One example is the collection of gender data. When asked what gender a person is, typically options are “male” and “female.” This poses an issue for people who identify with non-binary genders and are forced to pick one of the binary options. The lack of information on non-binary populations means that fewer studies are being done to cater to this specific group of people and that they’re not being considered when it comes to making decisions about the population at large; the data is biased against them. Granted, some people may not be comfortable identifying themselves because of potential treatment by others, but there are ways to still consider this information as outlined by the Human Rights Campaign organization.

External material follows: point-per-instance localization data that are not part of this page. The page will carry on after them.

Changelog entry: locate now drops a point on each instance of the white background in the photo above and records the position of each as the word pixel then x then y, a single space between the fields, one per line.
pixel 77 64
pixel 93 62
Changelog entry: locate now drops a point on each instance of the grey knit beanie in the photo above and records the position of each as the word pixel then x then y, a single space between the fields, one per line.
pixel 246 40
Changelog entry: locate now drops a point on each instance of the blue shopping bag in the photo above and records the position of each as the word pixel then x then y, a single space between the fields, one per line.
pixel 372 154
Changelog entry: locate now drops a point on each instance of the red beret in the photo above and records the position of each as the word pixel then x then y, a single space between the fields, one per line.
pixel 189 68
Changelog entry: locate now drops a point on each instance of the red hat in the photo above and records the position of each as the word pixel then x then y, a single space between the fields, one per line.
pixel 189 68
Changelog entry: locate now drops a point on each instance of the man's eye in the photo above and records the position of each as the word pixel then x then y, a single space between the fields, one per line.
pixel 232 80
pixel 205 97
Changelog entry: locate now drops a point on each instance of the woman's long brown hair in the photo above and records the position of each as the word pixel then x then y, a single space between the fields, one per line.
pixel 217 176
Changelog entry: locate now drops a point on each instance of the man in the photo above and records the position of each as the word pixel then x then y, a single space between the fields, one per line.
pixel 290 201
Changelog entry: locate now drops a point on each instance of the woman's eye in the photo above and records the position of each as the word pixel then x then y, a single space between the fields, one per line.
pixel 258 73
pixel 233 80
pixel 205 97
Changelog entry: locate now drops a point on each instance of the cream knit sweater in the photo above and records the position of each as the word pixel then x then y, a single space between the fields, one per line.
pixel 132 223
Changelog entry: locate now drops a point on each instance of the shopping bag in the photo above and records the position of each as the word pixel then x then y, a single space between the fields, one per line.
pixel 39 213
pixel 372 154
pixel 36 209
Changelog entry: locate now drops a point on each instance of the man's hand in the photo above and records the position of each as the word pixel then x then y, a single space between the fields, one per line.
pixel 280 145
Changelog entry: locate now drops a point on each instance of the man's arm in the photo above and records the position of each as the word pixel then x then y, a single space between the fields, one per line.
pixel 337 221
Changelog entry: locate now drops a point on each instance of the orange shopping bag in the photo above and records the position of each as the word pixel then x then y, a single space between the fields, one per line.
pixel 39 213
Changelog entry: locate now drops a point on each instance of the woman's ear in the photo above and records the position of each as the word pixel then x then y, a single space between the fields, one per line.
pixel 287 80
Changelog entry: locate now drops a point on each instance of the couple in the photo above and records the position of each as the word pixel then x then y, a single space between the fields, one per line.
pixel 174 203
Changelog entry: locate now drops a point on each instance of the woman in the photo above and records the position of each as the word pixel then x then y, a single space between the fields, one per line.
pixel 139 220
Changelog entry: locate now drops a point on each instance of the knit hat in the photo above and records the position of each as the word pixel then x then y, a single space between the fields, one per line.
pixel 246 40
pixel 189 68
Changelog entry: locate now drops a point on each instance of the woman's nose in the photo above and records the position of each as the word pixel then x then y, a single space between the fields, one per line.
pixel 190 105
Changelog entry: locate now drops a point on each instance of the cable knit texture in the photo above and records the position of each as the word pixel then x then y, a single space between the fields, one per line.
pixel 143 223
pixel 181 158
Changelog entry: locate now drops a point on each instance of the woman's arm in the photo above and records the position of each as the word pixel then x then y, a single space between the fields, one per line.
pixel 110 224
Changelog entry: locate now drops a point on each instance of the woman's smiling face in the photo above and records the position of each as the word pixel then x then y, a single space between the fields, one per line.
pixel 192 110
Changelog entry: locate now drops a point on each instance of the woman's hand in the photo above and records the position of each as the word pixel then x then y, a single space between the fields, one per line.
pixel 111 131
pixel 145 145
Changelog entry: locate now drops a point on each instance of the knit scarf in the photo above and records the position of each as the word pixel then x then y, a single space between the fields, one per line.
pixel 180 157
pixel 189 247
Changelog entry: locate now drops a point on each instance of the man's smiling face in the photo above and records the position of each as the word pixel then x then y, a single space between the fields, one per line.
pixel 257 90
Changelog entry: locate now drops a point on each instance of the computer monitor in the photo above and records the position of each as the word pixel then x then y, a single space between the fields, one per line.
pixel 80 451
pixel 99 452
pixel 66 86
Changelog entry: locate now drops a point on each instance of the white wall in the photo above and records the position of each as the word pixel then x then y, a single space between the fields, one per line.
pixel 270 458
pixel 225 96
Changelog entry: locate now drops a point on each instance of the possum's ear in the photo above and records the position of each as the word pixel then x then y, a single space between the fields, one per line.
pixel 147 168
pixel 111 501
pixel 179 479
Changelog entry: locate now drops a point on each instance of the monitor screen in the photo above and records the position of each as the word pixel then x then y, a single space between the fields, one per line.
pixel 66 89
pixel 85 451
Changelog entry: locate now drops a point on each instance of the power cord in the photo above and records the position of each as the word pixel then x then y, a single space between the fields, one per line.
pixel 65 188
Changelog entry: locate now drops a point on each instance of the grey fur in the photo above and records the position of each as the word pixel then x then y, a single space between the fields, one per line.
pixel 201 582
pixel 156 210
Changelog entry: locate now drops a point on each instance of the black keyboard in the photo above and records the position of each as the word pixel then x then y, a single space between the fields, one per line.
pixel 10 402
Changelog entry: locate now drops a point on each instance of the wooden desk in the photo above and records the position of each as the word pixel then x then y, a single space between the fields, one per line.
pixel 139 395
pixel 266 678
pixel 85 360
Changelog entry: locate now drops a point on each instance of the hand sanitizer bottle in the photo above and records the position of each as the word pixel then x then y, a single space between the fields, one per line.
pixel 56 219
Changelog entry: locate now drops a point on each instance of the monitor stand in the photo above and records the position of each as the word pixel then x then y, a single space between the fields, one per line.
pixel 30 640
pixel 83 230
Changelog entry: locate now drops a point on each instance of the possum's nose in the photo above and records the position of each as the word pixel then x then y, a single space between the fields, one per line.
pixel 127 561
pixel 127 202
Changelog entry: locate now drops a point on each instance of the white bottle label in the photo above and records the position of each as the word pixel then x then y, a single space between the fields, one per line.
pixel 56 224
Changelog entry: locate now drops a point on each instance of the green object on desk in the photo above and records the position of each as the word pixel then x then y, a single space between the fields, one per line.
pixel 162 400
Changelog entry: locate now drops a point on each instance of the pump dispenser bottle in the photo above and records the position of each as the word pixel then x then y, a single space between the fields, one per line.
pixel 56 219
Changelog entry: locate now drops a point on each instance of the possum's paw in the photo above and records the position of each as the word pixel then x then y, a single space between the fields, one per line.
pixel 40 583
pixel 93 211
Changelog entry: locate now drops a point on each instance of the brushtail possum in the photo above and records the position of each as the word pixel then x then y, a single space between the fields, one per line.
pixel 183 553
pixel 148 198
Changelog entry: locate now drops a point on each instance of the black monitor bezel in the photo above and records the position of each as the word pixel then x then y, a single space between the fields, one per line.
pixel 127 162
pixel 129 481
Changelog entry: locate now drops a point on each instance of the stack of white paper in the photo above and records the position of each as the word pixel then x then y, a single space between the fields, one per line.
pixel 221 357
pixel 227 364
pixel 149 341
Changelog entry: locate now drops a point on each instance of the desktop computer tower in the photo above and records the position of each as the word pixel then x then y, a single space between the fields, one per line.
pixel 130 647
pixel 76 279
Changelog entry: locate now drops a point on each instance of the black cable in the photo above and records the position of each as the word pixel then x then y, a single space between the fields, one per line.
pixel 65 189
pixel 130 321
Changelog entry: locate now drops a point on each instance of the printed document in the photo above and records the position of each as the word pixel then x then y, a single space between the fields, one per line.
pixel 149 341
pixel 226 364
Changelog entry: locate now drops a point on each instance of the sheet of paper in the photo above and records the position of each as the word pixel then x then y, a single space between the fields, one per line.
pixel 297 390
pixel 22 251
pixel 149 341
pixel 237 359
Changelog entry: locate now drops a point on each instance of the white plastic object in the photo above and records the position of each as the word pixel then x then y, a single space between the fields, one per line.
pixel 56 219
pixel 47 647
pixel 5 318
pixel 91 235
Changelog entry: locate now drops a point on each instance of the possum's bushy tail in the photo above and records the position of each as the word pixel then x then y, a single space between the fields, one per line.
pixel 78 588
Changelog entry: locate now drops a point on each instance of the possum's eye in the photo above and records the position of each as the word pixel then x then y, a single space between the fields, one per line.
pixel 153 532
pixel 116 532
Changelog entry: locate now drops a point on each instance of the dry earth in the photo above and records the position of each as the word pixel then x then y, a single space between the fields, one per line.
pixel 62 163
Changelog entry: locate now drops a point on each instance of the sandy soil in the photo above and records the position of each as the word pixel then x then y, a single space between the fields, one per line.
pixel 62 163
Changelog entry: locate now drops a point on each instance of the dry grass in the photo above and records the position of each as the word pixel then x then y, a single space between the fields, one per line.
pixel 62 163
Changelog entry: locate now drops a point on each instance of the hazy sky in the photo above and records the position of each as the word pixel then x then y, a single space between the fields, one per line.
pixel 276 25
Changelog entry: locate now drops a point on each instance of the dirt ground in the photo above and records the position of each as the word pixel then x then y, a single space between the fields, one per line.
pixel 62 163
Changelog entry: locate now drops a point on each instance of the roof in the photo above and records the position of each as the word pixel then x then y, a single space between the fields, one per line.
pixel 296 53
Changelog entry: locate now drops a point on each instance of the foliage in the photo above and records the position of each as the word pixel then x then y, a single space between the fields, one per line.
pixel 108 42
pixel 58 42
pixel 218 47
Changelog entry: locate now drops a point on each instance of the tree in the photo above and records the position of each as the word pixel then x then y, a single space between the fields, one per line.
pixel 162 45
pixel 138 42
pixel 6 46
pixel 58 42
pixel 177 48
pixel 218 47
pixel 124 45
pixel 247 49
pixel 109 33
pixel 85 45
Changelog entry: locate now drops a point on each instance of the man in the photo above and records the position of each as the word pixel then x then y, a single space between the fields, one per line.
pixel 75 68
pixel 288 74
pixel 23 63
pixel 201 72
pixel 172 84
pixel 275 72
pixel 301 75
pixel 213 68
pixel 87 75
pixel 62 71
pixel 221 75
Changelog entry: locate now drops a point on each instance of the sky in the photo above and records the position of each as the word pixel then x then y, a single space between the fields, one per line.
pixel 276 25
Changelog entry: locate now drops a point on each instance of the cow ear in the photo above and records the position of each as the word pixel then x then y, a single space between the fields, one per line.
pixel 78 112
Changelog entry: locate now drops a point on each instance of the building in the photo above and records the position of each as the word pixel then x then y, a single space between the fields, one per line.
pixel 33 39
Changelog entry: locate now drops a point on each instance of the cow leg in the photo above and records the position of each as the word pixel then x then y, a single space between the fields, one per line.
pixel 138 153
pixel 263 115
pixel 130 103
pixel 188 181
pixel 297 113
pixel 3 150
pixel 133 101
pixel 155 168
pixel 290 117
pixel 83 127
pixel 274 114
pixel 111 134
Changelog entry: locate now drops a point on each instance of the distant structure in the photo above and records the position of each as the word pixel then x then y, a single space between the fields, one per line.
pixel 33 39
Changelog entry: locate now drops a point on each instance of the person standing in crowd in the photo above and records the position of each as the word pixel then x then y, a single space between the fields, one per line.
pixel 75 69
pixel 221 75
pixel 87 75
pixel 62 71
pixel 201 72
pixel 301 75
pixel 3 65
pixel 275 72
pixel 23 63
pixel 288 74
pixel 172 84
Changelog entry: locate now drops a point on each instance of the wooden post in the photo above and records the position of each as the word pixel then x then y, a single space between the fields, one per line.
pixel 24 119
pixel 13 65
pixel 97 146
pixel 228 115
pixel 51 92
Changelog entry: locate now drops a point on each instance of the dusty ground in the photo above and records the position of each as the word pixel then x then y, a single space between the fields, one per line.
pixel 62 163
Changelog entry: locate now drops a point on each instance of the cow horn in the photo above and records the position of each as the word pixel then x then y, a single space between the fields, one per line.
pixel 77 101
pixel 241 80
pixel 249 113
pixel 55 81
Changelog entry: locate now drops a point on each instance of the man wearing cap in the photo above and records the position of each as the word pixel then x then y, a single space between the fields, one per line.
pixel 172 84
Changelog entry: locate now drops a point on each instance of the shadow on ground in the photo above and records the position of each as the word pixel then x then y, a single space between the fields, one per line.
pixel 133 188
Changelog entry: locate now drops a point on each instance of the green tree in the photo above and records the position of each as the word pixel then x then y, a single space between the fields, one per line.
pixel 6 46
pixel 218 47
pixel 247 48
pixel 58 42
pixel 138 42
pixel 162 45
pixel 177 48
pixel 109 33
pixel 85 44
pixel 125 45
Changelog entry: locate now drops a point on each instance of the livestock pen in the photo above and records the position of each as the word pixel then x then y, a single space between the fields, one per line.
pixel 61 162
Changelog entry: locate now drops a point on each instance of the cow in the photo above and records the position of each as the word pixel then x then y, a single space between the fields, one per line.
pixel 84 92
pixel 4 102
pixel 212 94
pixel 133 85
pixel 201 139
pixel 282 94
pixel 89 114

The COVID-19 pandemic has also shown a deleterious effect of missing data. The past few months have been a vital time to distribute healthcare supplies to people around the world, but when you’re “not on the map”, how can people get you the necessary help? The fact is that the people who need this information just don’t have it and this creates a bias against the people who are left out. Organizations like the Humanitarian OpenStreetMap Team (HOT), are working to fill this gap by “mapping” houses, buildings, and entire communities and cities in high-risk areas so that people in these areas are identified and can receive proper supplies. I have been able to volunteer virtually on one of HOT’s initiatives mapping homes and buildings in high-risk countries.
Another HOT project that I have been working on is mapping villages in rural India so that girls can get access to proper education that they would otherwise be denied because of their gender. Data is power and it is amazing how simply putting people on the map, and making them be noticed, can give them so much power.
As someone still learning the field of data science, volunteering with HOT is the most that I can do right now to help, but I do hope to do more in the future. There are more organizations out there fighting the bias within data and also using data for social good from DataKind to DSSG Solve. If you are interested in playing a part in eliminating data bias, I would highly recommend researching what you can do.
If you are a data scientist, in the field of data science or just work with data that can impact people, pay attention to the possible biases that you might create and work to terminate the bias that currently exists. Further, hire diverse teams to work with data and educate others when possible.
Biased data, at every level, can impact people negatively. When you think about how much of what happens in society is based on data and information, then you realize just how much work there is to be done. This is only the beginning.